In 2015, there was a High Court case into retention periods after a claimant sought a judicial review against Northumberland County Council on the basis that its policy of retaining child protection files for 35 years following case closure was unlawful. The judge concluded that although there was no specific period of time, 35 years ‘falls within the bracket of legitimate periods of retention”.

You can read more about the case here:  High Court Rules on Retention Period for Child Protection Information

The Data Protection Act 2018 and the GDPR

In May 2018, the DPA 2018 and GDPR came into force and, amongst other provisions, it asks organisations to have clear retention policies. The  Data protection: toolkit for schools will help schools do this. The document is clear that data protection should not get it the way of people sharing information.

eRecording Systems (including CPOMS and MyConcern)

The computer systems that are on the market have facilities to transfer the data to other schools. At the time of writing, this does not mean that the data is transferred, it simply means that the previous school relinquish access, and access rights are transferred to the new school; the data is kept intact. For more information, please check with the provider of the system.

Do we need parental permission to transfer safeguarding and child protection files?

Safeguarding and Child Protection information is regarded as 'personal information'.  This is the 'myth-buster' answer given in the  Data Protection Toolkit for Schools (see Annex 10.1 Safeguarding Myth-Busting)

Is consent is always needed to share personal information?

No – you do not necessarily need consent to share personal information. Wherever possible, you should seek consent and be open and honest with the individual from the outset as to why, what, how and with whom, their information will be shared.

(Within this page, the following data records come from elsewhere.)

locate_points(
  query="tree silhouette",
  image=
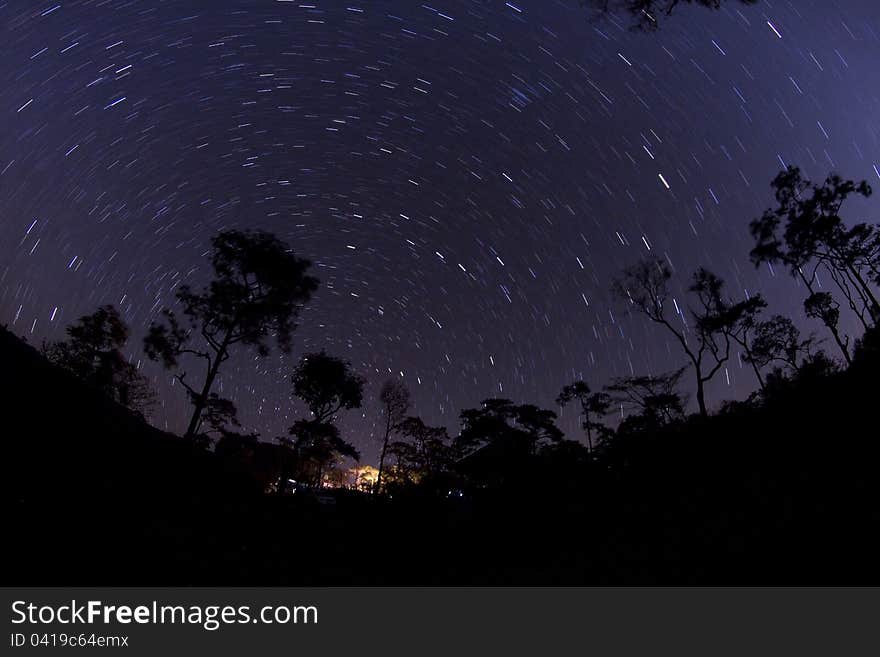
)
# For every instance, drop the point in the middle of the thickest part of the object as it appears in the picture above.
(777, 340)
(499, 440)
(806, 233)
(594, 406)
(423, 454)
(654, 397)
(646, 14)
(258, 290)
(394, 397)
(327, 386)
(93, 352)
(715, 323)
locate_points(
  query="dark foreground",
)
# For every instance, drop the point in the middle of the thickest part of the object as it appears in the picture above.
(786, 493)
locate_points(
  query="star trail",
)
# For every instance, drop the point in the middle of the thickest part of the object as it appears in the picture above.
(466, 176)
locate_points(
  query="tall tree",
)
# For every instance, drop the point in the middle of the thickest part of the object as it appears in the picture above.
(777, 340)
(394, 397)
(646, 14)
(594, 406)
(422, 454)
(257, 292)
(500, 439)
(93, 352)
(654, 397)
(326, 385)
(715, 322)
(806, 233)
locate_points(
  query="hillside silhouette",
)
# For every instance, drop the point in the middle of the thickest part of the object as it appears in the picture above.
(781, 491)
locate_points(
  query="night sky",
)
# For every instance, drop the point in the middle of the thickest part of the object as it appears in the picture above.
(467, 177)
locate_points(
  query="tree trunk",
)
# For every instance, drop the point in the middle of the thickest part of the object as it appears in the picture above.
(840, 342)
(382, 455)
(201, 400)
(701, 396)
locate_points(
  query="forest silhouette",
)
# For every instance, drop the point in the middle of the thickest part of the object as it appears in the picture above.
(776, 488)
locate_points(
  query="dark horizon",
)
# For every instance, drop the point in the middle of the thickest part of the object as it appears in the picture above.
(485, 241)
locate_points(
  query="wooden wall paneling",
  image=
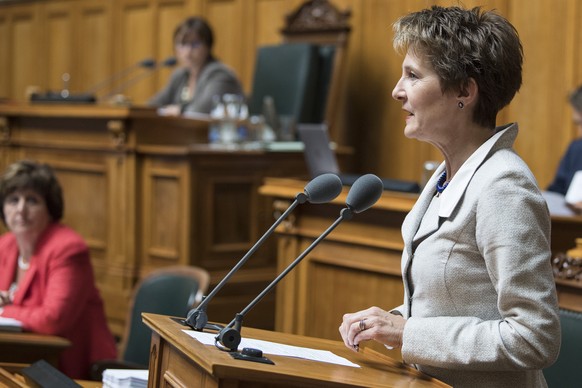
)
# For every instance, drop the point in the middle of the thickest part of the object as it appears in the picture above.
(135, 42)
(26, 54)
(59, 36)
(165, 217)
(94, 46)
(544, 134)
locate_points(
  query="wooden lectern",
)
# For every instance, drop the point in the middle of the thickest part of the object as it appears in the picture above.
(178, 360)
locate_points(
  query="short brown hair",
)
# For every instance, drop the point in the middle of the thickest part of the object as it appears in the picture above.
(26, 174)
(461, 44)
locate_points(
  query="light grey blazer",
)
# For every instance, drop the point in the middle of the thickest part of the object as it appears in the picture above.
(215, 79)
(480, 296)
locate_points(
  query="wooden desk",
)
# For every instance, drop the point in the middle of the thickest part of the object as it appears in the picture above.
(178, 360)
(358, 264)
(147, 192)
(26, 348)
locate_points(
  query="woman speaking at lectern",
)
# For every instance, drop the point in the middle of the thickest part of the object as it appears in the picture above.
(480, 306)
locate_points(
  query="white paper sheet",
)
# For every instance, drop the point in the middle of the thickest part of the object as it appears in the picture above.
(277, 349)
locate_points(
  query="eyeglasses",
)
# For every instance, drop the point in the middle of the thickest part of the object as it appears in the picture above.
(192, 45)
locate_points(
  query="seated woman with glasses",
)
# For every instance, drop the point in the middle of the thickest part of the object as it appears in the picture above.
(200, 76)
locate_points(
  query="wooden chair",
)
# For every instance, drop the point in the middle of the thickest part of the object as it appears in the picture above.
(319, 22)
(172, 291)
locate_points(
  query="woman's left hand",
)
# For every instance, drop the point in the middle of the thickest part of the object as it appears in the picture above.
(372, 324)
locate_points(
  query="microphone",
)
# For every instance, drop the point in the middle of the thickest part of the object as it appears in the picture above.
(147, 63)
(321, 189)
(363, 194)
(168, 62)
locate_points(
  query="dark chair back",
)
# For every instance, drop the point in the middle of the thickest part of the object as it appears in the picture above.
(287, 73)
(169, 291)
(566, 371)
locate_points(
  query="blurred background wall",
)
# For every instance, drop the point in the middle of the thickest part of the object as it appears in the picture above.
(93, 39)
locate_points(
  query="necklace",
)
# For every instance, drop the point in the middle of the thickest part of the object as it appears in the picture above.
(21, 264)
(441, 183)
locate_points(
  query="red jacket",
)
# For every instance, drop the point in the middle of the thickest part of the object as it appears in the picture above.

You should seek consent where an individual may not expect their information to be passed on. When you gain consent to share information, it must be explicit and freely given. There may be some circumstances where it is not appropriate to seek consent because the individual cannot give consent, or it is not reasonable to obtain consent, or because to gain consent would put a child’s or young person’s safety at risk. 

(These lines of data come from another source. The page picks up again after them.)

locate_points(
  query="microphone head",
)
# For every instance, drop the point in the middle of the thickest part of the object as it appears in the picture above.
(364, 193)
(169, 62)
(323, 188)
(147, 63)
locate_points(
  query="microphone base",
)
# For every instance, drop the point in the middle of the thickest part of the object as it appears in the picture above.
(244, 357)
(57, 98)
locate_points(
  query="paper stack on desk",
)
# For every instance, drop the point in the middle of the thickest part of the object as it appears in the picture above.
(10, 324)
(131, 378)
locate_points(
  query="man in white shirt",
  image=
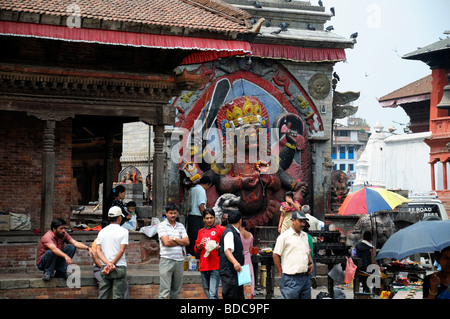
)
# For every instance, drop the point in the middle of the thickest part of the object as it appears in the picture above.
(111, 244)
(296, 264)
(195, 216)
(172, 242)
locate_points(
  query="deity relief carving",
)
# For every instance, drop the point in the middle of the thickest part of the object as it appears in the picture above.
(319, 86)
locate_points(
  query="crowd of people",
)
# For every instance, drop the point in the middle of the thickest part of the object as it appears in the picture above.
(223, 249)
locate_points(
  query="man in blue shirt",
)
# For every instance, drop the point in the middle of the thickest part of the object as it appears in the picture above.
(198, 205)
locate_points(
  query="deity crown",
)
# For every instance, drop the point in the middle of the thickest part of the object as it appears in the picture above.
(248, 114)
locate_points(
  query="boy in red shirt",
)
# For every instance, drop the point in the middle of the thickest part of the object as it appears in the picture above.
(207, 245)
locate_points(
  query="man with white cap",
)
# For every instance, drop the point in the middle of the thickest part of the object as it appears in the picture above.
(111, 244)
(296, 264)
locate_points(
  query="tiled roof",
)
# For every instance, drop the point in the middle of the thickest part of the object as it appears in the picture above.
(419, 87)
(202, 15)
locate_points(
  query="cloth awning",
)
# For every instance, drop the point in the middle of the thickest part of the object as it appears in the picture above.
(279, 52)
(224, 47)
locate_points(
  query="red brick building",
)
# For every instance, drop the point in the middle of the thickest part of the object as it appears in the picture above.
(72, 73)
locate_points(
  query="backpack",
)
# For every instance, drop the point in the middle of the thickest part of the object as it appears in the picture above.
(185, 206)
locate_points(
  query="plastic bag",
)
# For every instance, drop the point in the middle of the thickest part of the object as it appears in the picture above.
(337, 274)
(152, 229)
(350, 271)
(131, 224)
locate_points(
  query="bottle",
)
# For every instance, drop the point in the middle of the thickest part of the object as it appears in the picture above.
(192, 263)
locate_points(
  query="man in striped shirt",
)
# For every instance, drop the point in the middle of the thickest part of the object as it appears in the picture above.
(172, 242)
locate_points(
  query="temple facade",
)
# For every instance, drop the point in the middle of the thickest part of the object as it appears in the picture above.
(283, 89)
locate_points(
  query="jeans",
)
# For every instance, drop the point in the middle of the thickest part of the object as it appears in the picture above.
(295, 286)
(230, 287)
(50, 262)
(210, 281)
(170, 278)
(115, 281)
(194, 224)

What about students who leave at the end of Year 13 (FAQs)

If a Year 13 student is transferring to University does their Child Protection (CP) file need to be sent to the University? No.

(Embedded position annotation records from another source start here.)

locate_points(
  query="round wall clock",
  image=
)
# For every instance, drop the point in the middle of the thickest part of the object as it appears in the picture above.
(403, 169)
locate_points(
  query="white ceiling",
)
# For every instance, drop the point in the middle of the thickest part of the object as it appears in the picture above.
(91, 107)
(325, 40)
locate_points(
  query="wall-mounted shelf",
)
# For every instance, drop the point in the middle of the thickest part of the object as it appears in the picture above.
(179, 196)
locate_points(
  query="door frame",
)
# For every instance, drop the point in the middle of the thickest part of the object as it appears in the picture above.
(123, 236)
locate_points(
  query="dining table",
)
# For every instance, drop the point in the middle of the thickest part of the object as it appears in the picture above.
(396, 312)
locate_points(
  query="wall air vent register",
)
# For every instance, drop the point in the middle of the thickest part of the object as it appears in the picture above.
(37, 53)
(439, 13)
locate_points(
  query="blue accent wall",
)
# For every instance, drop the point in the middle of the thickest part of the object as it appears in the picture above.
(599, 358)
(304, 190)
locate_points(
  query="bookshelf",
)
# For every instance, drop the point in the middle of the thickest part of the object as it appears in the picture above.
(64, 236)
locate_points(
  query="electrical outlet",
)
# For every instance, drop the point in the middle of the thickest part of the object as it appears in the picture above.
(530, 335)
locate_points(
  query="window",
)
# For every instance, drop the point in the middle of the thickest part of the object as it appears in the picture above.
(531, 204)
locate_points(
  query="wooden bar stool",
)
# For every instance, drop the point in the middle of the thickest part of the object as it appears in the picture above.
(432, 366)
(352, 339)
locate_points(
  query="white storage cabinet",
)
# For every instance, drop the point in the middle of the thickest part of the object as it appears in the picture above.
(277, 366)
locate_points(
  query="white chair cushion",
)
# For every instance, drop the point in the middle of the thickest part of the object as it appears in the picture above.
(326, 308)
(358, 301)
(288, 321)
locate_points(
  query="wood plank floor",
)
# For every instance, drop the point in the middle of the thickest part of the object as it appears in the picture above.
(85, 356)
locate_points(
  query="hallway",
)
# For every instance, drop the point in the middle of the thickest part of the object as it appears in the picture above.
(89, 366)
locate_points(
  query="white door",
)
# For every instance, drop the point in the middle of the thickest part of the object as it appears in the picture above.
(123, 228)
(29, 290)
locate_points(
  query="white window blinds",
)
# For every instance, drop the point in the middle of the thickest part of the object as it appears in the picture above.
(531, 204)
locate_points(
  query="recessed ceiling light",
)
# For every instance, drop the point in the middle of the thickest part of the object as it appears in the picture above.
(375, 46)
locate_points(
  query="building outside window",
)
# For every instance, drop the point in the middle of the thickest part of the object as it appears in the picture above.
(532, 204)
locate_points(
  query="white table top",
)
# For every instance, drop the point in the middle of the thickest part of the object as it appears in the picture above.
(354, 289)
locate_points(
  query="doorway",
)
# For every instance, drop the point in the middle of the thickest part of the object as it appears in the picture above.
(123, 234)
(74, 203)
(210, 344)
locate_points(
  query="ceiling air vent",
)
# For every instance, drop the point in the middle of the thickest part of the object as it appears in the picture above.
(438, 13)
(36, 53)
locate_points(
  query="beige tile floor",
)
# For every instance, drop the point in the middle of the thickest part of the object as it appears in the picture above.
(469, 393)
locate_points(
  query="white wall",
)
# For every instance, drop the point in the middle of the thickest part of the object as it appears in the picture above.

If a Sixth Form student leaves either in Year 12 or at the end of Year 13 to move into employment should the CP file be forwarded to the employer? No. These are education only records.

If a Year 11 student leaves school at 16 to go into employment is the CP file forwarded to the employer? No.

If a Year 11 student leaves school at 16 to start an apprenticeship is the CP file forwarded on to the college where they may do one day a week training or the employer or neither? No.


As can be seen, this is a complex area, so it is most important that the school has a clear policy on retention and follows it consistently.